Doris shook her head and laughed. “Trading that name in for Feminism made some sense, at the time, but looking back, I think it was, maybe, a mistake.” Not wanting to take this detour, Doris continued, “Anyway, feminists, or women’s libbers, would say that you shouldn’t have to be covered by a dude.”
“Yeah.” Kono’s grin turned into a scowl. “I’m starting to see their point. And how it applies to me.”
Doris waited.
“So, I’ve been letting the wife thing happen.”
“I’ve noticed.”
“Which would be fine, as a cover. Only,” Kono sighed hugely, “only, Adam gets this look in his eye. All warm and satisfied.”
Doris made another affirming noise. She knew exactly what Kono was talking about. She’d seen the same thing. Had known it would happen and was both resigned and tickled when it did. Watching Adam struggle not to let Kono see how puffed out with pride being her ‘husband’ made him had been amusing her for weeks now.
“He loves it!” Kono burst out. “He loves the idea. He loves knowing that claiming me like that gives him status and me safe passage.”
“Men do. Even the good ones. All their training and conditioning tells them to feel that way.”
“Yeah.” Kono laughed then. “He knows better than to ever say anything. But I can tell he wants too. So freaking bad.”
“I know, because I was there, in the seventies, that there is a whole school of thought about openness and honesty. But, for what it’s worth, I think you’ve both chosen wisely in not having a conversation about this. At least, not right now.”
Kono looked extremely doubtful. “Maybe.”
“And, also for what it’s worth, the older you are, the less anyone cares about your status. I’m so old these days I’m practically invisible.
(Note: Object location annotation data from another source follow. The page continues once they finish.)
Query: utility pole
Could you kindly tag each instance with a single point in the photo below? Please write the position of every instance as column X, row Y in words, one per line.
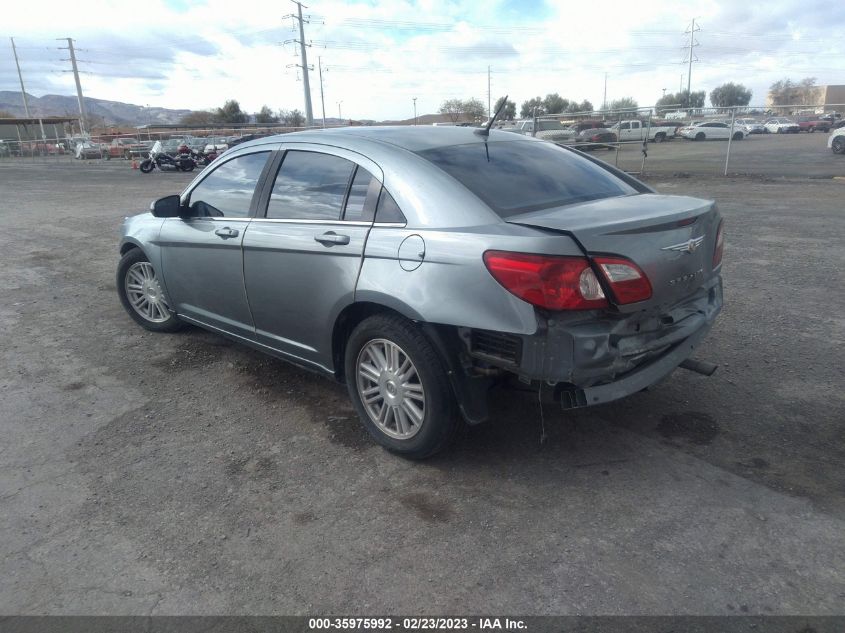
column 79, row 97
column 322, row 97
column 20, row 77
column 309, row 114
column 604, row 99
column 489, row 111
column 691, row 46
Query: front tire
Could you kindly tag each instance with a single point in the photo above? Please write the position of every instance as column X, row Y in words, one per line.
column 141, row 294
column 399, row 387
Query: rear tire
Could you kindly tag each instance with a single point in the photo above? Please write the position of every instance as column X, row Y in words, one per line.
column 399, row 387
column 141, row 295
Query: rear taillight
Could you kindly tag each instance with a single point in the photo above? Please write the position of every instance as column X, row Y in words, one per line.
column 554, row 283
column 567, row 283
column 720, row 245
column 628, row 283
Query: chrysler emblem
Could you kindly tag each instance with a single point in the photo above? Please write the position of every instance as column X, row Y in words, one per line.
column 690, row 246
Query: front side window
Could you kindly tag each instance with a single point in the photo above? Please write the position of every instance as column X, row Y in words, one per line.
column 310, row 186
column 227, row 191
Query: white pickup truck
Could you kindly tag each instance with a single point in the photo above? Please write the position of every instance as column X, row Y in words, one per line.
column 637, row 131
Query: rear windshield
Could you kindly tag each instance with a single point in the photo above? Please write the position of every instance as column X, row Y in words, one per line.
column 524, row 176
Even in places where you would think I’d stand out like a sore thumb.” Doris waved her had around the yard, taking in the ramshackle buildings clustered in a poor neighborhood in a middling city that saw few foreign visitors each year. “It’s a useful asset, actually, in my line of work.”
“Maiden, wife, crone, yeah?”
“Yeah. I was once certain I would never be a crone. That along with my generation, I could break that old paradigm. It turned out to be way more deeply rooted that we ever realized. And, eventually, I realized that invisibility carries it’s own magic power.”